Extend RavenDb Faceted Search (GetFacet)

301 views
Skip to first unread message

Maxime Beaudoin

unread,
Apr 23, 2012, 3:43:50 PM4/23/12
to rav...@googlegroups.com
Hi, I need to add custom code around line 74 of the FacetedQueryRunner, see: https://github.com/ravendb/ravendb/blob/master/Raven.Database/Queries/FacetedQueryRunner.cs.

How to get started? Is that manageable through bundles or plugins?

Itamar Syn-Hershko

unread,
Apr 23, 2012, 4:13:56 PM4/23/12
to rav...@googlegroups.com
Doing what?

We will accept pull request if it will make sense

Maxime Beaudoin

unread,
Apr 23, 2012, 4:27:01 PM4/23/12
to rav...@googlegroups.com
Well, actually I might be mistaken on the exact line and file but the idea is to extend RavenDb in order to support a hierarchical taxonomy or hierarchical facets and values.

See this resource for a concrete example: http://wiki.apache.org/solr/HierarchicalFaceting
I'm calling this an advanced scenario but it's pretty much basic nowadays.
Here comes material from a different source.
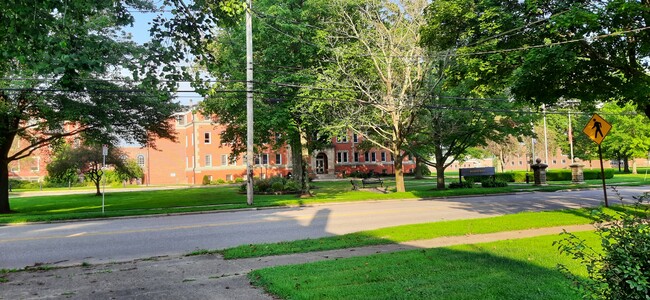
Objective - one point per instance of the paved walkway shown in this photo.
(202, 277)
First, I'd like to be able to replicate that specific scenario. Basically, Raven should allow some sort of extensibility in handling terms and facets when faceting.
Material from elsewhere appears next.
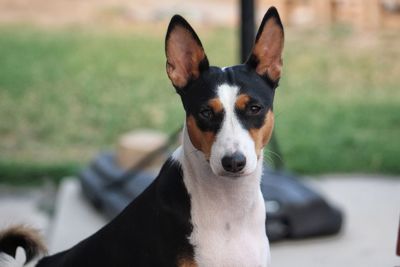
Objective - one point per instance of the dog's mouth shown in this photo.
(231, 175)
Maybe you can point me to the right direction?

Itamar Syn-Hershko

unread,
Apr 23, 2012, 4:58:12 PM4/23/12
to rav...@googlegroups.com
It is absolutely doable, it's just a matter of figuring out the API and actually implementing this. Note the indexing time processing that is required - something needs to tell RavenDB to invoke this. And it needs to make sense in the client API.
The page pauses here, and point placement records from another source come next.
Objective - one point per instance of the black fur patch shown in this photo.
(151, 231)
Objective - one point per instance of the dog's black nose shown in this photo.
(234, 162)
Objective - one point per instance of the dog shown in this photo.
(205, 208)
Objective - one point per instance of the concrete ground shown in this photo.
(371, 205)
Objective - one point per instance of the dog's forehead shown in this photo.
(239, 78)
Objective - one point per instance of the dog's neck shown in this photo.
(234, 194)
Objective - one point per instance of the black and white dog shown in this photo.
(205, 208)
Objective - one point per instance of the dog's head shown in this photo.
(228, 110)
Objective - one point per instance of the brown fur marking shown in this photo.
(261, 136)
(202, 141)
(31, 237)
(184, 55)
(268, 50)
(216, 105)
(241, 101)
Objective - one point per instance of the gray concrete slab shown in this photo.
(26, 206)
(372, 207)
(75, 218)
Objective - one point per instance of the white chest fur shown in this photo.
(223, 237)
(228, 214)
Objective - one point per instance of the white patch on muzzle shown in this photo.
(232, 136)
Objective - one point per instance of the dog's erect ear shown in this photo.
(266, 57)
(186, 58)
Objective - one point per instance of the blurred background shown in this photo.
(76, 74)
Take a look at the Facets responder and FacetQueryRunner on the server side,  and the GetFacets method on the client side.

You need to think of how those hierarchies will be represented in your object, and move from there

Maxime Beaudoin

unread,
Apr 23, 2012, 5:12:12 PM4/23/12
to rav...@googlegroups.com
I familiarized myself a little with the server side GetFacet; I tried to re-implement the whole thing on the client side with an obvious issue: most assemblies are server side.

Now, I understand that it's doable with a "Facet responder". However, only triggers are documented on the official website, is that what you meant when you said "figuring out the API" :)?

As for how to represent the hierarchies, they are mostly part of the faceted values such as "fruit/banana" where "banana" is under "fruit". Also, a fictional "HierarchicalPathAnalyzer" could probably compute the paths for the client.

Here I go... Let me know if I'm wrong.

Maxime Beaudoin

unread,
Apr 23, 2012, 5:53:26 PM4/23/12
to rav...@googlegroups.com
It's been a long way since the stable release.. I can't use the Facets responder as is. I can't say if I can do it without working on the trunk which mean I would have to work on an unstable release arrg.

Matt Warren

unread,
Apr 23, 2012, 6:01:04 PM4/23/12
to rav...@googlegroups.com
RavenDB facets already allow you to specify a search parameter, I'm pretty sure you just this to mimic the example you posted?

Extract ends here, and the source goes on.